As for the x86 component, when launched, it initiates the execution of the application defined by the user. When it reaches the system call EXECVE (which always takes place at the beginning of an application) the execution pauses. A process tracker is initialized with the application's CR3 value, which can be used to distinguish the specific process from the rest of the applications running on top of the operating system. The process tracker is used throughout the execution of the application in the x86 component in order to ease synchronization and tracking of the changes made to the x86 state, register and memory of the application. After the process tracker is initialized, the x86 component sends the initial x86 register state of the application to the Controller. The initialization phase is completed when the Controller sends this state to the PPC component. At this point in time, the x86 register state is the same in both components.



**Figure 2:** Data page request from the PPC component, enforcing the synchronization phase.

During the *execution* phase, the ESL begins by executing code from the initial eip it received during the initialization phase. All changes made to the x86 register state from the emulation of the x86 instructions are stored in the "*Emulated x86 register state*" which resides in the memory space of the ESL. Changes made to the memory space of the x86 application are stored in the "*Emulated application x86 memory space*" which also resides in the memory space of the ESL. While the x86 application is making forward progress under the ESL, the x86 component remains idle and its memory state untouched.

The synchronization phase is initiated by the PPC component when any of following three events occur during the execution phase; (1) data request, (2) system call or (3) end of application. The data request event is raised when the PPC component encounters a load or store instruction that accesses an x86 memory location for the first time. The subsequent actions from the other different components are depicted in Figure 2. The PPC component sends a request to the Controller for the particular data page along with the total number of dynamic x86 basic blocks that were executed until this point. Then, it remains idle until the request is satisfied. The Controller forwards the request to the x86 component, which in turn continues the execution of the application until it reaches the same execution point as the PPC component (remember that the x86 component remained idle after the initial launch of the application). When the correct execution point is reached, the data page is sent to the Controller and forwarded to the PPC component. This process guarantees that after every synchronization phase, the x86 application state, register and memory, is identical between the x86 component and the ESL. Otherwise the system complains and execution is aborted. This is also a useful technique to debug DARCO. The exact same process is followed for the other two events, system calls and end of application.

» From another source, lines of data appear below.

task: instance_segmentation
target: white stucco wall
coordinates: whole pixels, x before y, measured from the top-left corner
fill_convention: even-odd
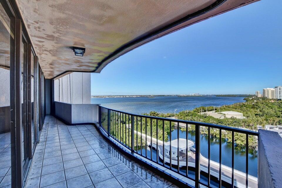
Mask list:
[[[55,80],[55,101],[75,104],[90,104],[90,74],[74,72]]]

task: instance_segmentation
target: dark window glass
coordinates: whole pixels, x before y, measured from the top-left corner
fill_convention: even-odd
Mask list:
[[[22,158],[23,172],[26,169],[28,158],[27,120],[27,44],[23,39],[21,43]]]

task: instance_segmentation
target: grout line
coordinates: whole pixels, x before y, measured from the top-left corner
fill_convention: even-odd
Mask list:
[[[39,184],[38,184],[38,187],[40,187],[40,183],[41,183],[41,174],[42,173],[42,167],[43,167],[43,160],[44,159],[44,155],[45,154],[45,148],[46,148],[46,141],[47,141],[47,136],[48,135],[48,130],[49,129],[49,122],[50,122],[50,115],[49,115],[48,116],[48,124],[47,125],[47,133],[46,133],[46,138],[45,139],[45,144],[44,145],[44,151],[43,152],[43,156],[42,156],[42,164],[41,164],[41,170],[40,171],[40,178],[39,178]],[[44,126],[44,124],[43,124],[43,126]],[[43,128],[41,129],[41,133],[42,133],[42,130],[43,129]],[[40,136],[41,136],[42,135],[40,135]],[[40,140],[40,139],[39,139],[39,140]],[[32,162],[33,162],[33,161]],[[32,165],[32,164],[31,164],[31,165]]]
[[[59,142],[60,143],[60,151],[61,152],[61,157],[62,158],[62,163],[63,163],[63,170],[64,171],[64,175],[65,176],[65,181],[66,182],[66,186],[67,187],[68,187],[68,185],[67,184],[67,180],[66,178],[66,172],[65,172],[65,166],[64,165],[64,162],[63,161],[63,155],[62,154],[62,148],[61,147],[61,141],[60,140],[60,132],[59,132],[59,128],[58,127],[58,120],[57,120],[56,118],[54,117],[54,118],[56,119],[56,124],[57,125],[57,130],[58,131],[58,136],[59,137]],[[58,182],[57,183],[58,183]]]

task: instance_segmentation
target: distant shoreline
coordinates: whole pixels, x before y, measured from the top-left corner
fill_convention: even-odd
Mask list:
[[[254,95],[251,94],[230,94],[230,95],[92,95],[91,98],[125,98],[130,97],[147,97],[148,98],[155,98],[157,97],[248,97],[253,96]]]

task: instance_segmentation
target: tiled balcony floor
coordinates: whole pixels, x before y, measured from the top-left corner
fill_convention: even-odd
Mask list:
[[[177,187],[116,150],[92,125],[46,116],[25,187]]]

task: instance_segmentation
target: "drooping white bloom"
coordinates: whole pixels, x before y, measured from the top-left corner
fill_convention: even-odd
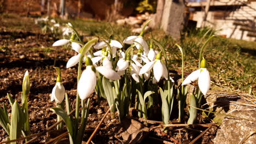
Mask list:
[[[130,62],[130,64],[129,64]],[[131,75],[132,78],[137,82],[139,82],[139,67],[133,63],[132,61],[125,60],[125,58],[123,58],[120,59],[118,63],[116,68],[116,70],[118,71],[118,74],[119,75],[123,75],[125,73],[125,70],[126,69],[130,70]],[[130,66],[130,67],[129,67]],[[131,69],[129,69],[131,68]]]
[[[159,52],[156,56],[156,59],[153,61],[150,62],[145,64],[139,71],[139,75],[146,73],[151,69],[153,69],[154,76],[155,80],[159,82],[162,76],[165,79],[168,79],[168,71],[166,66],[161,62],[160,58],[161,58],[161,52]]]
[[[106,42],[108,43],[109,41],[106,40]],[[94,46],[94,49],[100,49],[103,48],[104,47],[106,47],[107,50],[109,50],[109,49],[111,49],[111,51],[112,52],[112,56],[113,57],[115,57],[115,54],[117,53],[117,49],[122,48],[123,45],[120,43],[119,43],[118,41],[115,40],[111,40],[110,41],[109,45],[111,48],[108,47],[108,45],[106,43],[105,43],[104,41],[102,41],[96,44]]]
[[[154,51],[153,49],[150,49],[148,54],[148,59],[149,59],[150,61],[154,61],[155,59],[155,56],[158,52],[159,52],[158,51]]]
[[[51,96],[51,101],[54,100],[58,104],[62,102],[65,96],[65,88],[61,82],[56,83],[55,86],[53,89]]]
[[[206,69],[206,61],[204,58],[201,61],[201,68],[191,73],[182,82],[186,85],[198,79],[198,86],[202,93],[206,95],[211,86],[211,77],[209,71]]]
[[[200,68],[191,73],[182,82],[182,85],[187,85],[198,79],[198,86],[201,92],[206,95],[211,86],[211,77],[209,71],[206,68]]]
[[[147,56],[149,52],[149,47],[148,43],[145,40],[143,39],[142,36],[130,36],[128,38],[126,38],[125,40],[124,40],[124,43],[127,44],[134,44],[136,46],[137,49],[139,50],[141,47],[141,45],[139,44],[134,42],[133,41],[141,44],[141,45],[142,45],[145,54]]]
[[[97,70],[107,79],[117,80],[121,79],[120,76],[112,69],[107,67],[98,67],[95,68],[91,59],[86,57],[85,60],[86,68],[83,71],[78,85],[78,92],[81,99],[88,98],[94,92],[97,82],[97,76],[95,73]]]

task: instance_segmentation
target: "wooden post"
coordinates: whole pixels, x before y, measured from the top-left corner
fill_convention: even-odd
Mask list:
[[[207,19],[208,12],[209,11],[210,7],[211,5],[211,0],[207,0],[207,1],[206,2],[206,5],[205,6],[205,14],[203,15],[203,19],[201,27],[204,27],[205,26],[205,23]]]

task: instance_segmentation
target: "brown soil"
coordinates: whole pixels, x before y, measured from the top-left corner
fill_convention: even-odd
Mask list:
[[[4,22],[2,24],[0,23],[0,46],[1,47],[4,46],[5,50],[0,53],[0,101],[1,103],[4,103],[7,106],[8,112],[10,112],[11,107],[6,96],[7,93],[10,94],[20,104],[23,76],[26,70],[28,70],[31,83],[28,101],[31,132],[35,134],[44,131],[46,130],[47,124],[50,127],[56,122],[56,114],[50,110],[50,108],[55,106],[54,103],[50,100],[50,94],[55,85],[56,78],[56,73],[53,69],[54,66],[59,67],[62,69],[63,84],[69,97],[72,107],[74,108],[77,67],[67,69],[66,64],[69,58],[77,53],[73,50],[60,47],[53,49],[51,46],[56,39],[49,34],[42,34],[39,27],[33,25],[32,19],[21,18],[20,20],[27,21],[25,27],[32,29],[13,30],[8,28],[8,25],[15,25],[15,23],[8,22],[8,20],[11,20],[9,18],[2,18]],[[92,97],[91,103],[88,122],[84,136],[84,141],[88,139],[109,107],[104,100],[102,100],[100,104],[98,104],[96,95]],[[102,112],[101,112],[100,110]],[[137,115],[130,116],[137,118],[136,116]],[[101,129],[92,139],[94,143],[121,143],[114,137],[122,125],[118,117],[116,118],[111,119],[110,115],[108,115],[101,126]],[[158,119],[161,121],[160,118]],[[200,123],[205,123],[202,121],[204,120],[203,118],[201,119]],[[173,120],[173,122],[175,121]],[[148,128],[159,125],[159,123],[154,122],[148,123],[142,122]],[[174,142],[175,140],[179,143],[187,143],[206,129],[200,127],[191,129],[184,127],[176,127],[172,128],[167,134],[161,132],[160,129],[155,129],[149,132],[149,136],[142,143],[162,142],[159,140],[154,140],[156,138],[173,143],[176,143]],[[212,143],[211,140],[215,136],[216,129],[217,127],[213,126],[197,141],[197,143]],[[58,133],[59,135],[66,130],[64,128],[62,131]],[[7,136],[7,133],[0,127],[0,141],[3,141]],[[49,138],[46,137],[45,134],[33,143],[44,143]]]

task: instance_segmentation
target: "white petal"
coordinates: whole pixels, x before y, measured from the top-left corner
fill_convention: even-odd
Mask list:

**Figure 3:** Emulation Software Layer execution flow. The left path is followed in IM, the middle in BBM and the right in SBM.

System calls raise the synchronization event because the ESL only models user-level code. The synchronization phase will fetch the modifications done by a system call from the x86 component. As for the end-of-application, the synchronization phase is necessary in order to verify that the execution of the application on the PPC component was correct.

# 2.3 Emulation Software Layer (ESL)

The ESL is the software layer that executes on-top of the PPC processor. It is responsible for translating the target x86 code to the host PPC ISA. In a nutshell, the ESL has four different execution modes; *interpretation* mode (**IM**), *basic block translation* mode (**BBM**), *superblock and optimization* mode (**SBM**) and *code cache execution* mode (**CCExec**).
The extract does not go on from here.